Further, a claim may be split when the parties have "agreed in terms or effect that the plaintiff may split his claim, or the defendant has acquiesced therein." Restatement (Second) of Judgments § 26(1)(a) at 233 (1982). It would be unfair to allow Thomas to prevent Jewell & Co. from attempting to recover on the alternate theories when it was clear he consented to have the issue of his liability decided at a later action.

Thomas also raises the issue of the testimony of Warren Hinze. Thomas objected to the admission of Hinze's opinion testimony at trial concerning the effect of the announcement letters Thomas' new firm sent to Jewell & Co. clients as being outside his area of expertise and based upon speculation and conjecture. In light of our disposition of Jewell & Co.'s wrongful dissolution claims, this matter need not be discussed.

Thomas also argues that the trial court erred in allowing Jewell & Co. to amend its answer and counterclaim during trial.

The right to amend pleadings rests within the sound discretion of the trial court and the allowing of an amendment will not be error unless prejudice resulted.... .... Prejudicial error results when a pleading is allowed to be amended where the amendment changes the issues and affects the quantum of proof as to any material fact.

Collection Associates, Inc. v. Eckel, 212 Neb. 607, 608-09, 324 N.W.2d 808, 809-10 (1982).

Thomas argues the amendment caused him prejudice because he did not have any prior notice that Jewell was going to rely on an oral agreement theory. Such an argument rests in large part upon what *445 was in the pleadings of Jewell & Co. The transcript which Thomas asked for, and which was filed with this court, does not contain any prior pleadings of Jewell & Co. It contains only the second amended answer and counterclaim of Jewell & Co. Based upon the record as it exists, it is difficult to say that the trial court abused its discretion in allowing Jewell & Co. to amend its counterclaim, because there is no indication, other than Thomas' assertions, that new issues were raised by the amended pleading.
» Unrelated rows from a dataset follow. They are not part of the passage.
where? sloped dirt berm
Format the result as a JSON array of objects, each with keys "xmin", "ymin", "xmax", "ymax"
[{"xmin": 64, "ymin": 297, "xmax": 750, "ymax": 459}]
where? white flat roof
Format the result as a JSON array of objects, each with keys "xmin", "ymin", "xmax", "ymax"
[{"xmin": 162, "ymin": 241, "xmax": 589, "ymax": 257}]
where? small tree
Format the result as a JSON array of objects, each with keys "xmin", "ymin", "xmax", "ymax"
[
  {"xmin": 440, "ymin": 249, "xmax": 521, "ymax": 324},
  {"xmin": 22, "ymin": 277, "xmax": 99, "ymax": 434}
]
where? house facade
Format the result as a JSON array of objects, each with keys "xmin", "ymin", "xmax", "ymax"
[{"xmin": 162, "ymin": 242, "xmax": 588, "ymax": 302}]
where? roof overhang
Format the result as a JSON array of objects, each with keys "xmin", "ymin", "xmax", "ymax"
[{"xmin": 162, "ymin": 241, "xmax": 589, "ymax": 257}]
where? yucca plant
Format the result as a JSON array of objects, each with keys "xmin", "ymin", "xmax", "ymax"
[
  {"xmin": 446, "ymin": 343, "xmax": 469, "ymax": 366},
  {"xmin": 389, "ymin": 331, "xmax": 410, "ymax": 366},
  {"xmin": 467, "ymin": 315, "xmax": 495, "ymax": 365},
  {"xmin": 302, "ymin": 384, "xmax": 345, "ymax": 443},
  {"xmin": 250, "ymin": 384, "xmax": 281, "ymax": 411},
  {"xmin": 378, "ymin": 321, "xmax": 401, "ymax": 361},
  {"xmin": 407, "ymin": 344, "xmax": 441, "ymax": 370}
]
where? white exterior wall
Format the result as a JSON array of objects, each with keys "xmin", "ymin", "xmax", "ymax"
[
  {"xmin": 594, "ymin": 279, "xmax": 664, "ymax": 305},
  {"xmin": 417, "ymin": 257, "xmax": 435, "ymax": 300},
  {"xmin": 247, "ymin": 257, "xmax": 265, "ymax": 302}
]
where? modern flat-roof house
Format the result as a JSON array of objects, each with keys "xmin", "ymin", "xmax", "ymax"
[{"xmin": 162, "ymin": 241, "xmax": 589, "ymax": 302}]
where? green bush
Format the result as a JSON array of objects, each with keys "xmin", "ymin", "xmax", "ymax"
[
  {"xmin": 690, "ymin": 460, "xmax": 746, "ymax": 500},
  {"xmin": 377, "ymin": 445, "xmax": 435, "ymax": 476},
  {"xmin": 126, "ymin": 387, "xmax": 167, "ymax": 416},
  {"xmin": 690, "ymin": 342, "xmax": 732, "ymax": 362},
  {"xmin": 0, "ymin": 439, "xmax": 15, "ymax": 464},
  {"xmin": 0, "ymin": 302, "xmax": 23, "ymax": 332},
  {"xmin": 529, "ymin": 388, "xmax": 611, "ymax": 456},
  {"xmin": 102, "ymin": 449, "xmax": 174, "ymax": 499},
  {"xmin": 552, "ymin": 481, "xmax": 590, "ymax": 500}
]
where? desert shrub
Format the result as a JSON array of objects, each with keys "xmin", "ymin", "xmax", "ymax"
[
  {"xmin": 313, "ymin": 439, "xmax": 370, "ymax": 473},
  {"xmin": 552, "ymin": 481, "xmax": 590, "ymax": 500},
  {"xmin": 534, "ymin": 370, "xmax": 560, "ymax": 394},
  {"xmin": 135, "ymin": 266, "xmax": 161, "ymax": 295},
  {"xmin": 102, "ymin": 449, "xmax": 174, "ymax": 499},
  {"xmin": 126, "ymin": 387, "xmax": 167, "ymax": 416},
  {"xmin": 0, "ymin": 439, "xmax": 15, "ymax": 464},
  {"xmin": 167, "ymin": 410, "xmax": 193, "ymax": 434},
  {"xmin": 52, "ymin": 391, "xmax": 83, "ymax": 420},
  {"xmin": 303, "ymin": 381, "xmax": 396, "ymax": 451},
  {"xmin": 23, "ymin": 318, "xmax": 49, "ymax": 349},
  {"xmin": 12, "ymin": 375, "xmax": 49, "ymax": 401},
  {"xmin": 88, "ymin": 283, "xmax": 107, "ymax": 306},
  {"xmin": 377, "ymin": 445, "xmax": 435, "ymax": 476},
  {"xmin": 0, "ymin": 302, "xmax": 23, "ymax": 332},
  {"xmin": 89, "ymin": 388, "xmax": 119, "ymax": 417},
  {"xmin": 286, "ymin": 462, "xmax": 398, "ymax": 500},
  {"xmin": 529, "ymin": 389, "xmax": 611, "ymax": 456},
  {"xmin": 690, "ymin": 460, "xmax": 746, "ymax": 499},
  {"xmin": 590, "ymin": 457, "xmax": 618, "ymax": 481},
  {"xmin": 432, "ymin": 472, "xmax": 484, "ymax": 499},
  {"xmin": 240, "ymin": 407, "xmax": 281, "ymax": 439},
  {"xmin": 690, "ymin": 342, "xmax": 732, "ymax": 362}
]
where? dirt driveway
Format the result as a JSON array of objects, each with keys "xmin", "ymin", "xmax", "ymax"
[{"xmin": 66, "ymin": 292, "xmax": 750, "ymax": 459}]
In conclusion, (1) no damages for wrongful dissolution should have been awarded, nor should Thomas' action for an accounting be barred by the doctrine of unclean hands. Thomas is entitled to his capital account as determined by the trial court. (2) The trial court did not abuse its discretion in allowing Jewell & Co. to present its note claim, and this claim is not barred by the doctrine of res judicata. (3) Thomas' share of the profits should have been determined on the formula used for the 1980 and 1981 division. (4) The parties received all of the goodwill to which they are entitled. (5) Any amounts found owing to Thomas by Jewell & Co. can be offset by the amounts owed by Thomas to Jewell & Co. on the note claim.